Makar
Ideologis
Komaruddin Hidayat ; Guru
Besar Universitas Islam Negeri Syarif Hidayatullah
|
KORAN SINDO, 09 Desember
2016
MENGAPA sosok presiden atau wakil presiden
kemanapun pergi mesti ada pengawalnya? Jawabannya, khawatir ada bahaya
mengancam. Jangan-jangan ada orang jahat yang mau membunuh atau menyakiti.
Jadi, siapapun yang menjadi pemimpin mesti
menyadari tidak semua orang senang kepada dirinya. Semakin tinggi jabatan
seseorang, semakin besar juga tantangan yang menghadang.

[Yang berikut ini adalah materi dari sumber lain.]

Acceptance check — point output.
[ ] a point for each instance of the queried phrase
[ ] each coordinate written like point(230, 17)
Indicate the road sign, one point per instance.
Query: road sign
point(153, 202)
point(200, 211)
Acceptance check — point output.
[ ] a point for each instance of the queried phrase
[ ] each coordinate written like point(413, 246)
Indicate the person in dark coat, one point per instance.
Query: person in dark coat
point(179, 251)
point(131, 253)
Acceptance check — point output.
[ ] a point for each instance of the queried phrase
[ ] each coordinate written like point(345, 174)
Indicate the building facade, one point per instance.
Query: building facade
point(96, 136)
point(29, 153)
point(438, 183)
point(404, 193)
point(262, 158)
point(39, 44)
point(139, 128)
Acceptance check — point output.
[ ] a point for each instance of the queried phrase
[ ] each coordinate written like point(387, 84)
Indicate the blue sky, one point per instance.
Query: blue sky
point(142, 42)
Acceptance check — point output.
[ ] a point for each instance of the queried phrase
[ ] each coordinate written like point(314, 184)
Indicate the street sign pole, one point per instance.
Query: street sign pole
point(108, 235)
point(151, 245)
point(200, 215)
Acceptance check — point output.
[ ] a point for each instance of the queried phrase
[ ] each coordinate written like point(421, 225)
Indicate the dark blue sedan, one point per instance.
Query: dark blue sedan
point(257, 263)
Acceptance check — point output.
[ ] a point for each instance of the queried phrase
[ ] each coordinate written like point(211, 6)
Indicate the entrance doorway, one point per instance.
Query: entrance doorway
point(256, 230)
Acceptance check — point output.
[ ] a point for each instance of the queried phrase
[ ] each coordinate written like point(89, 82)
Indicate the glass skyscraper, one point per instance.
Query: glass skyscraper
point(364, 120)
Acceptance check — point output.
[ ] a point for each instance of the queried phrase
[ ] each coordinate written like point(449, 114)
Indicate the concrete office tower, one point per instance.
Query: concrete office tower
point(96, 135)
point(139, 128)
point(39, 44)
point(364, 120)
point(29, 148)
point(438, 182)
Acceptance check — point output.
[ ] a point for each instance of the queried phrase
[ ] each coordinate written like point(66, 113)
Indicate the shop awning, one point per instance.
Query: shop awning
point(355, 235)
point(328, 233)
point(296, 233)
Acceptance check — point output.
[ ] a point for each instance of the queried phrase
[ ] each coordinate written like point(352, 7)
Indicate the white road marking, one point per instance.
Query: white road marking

Ini analog dengan eksistensi Negara Repubik
Indonesia. Ada-ada saja orang yang tidak senang pada Indonesia, baik dari
dalam maupun luar negeri. Artinya, negara mesti dikawal sebagaimana mengawal presiden
karena sangat mungkin ada kekuatan yang mengancam. Dan itulah sebabnya hampir
semua negara memiliki pasukan tempur dan intelijen negara. Salah satu ancaman yang tertuju pada sosok
negara dan pemerintah Indonesia saat ini adalah menyangkut posisi ideologi
dan hukum.
Ada ustaz yang berpidato, sebagai umat
beragama hanya pantas tunduk pada hukum agama. Hukum Allah. Pernyataan itu
betul dalam konteks pribadi dan
komunalisme keagamaan. Tapi sebagai warga negara, maka hukum yang tertinggi
adalah undang-undang produk DPR bersama pemerintah. Seseorang bisa saja tidak
senang pada presidennya atau sistem politik negaranya. Tetapi ketika
ketidaksenangannya disampaikan terbuka dan menghasut orang lain untuk ikut
membenci negara, atau menggoyangnya, maka dia telah melakukan makar
ideologis.
Mengkritik pemerintah itu bagus dan
dilindungi undang-undang. Itu satu paket dengan sistem demokrasi. Dalam hal
ini ada sekelompok orang yang aneh. Mereka memandang sistem demokrasi itu thaghut. Syaitan yang mesti dilawan,
jangan diikuti. Tetapi anehnya mereka sangat menikmati iklim demokrasi dalam
menjual gagasannya. Tanpa iklim demokrasi gerakan mereka akan tertindas.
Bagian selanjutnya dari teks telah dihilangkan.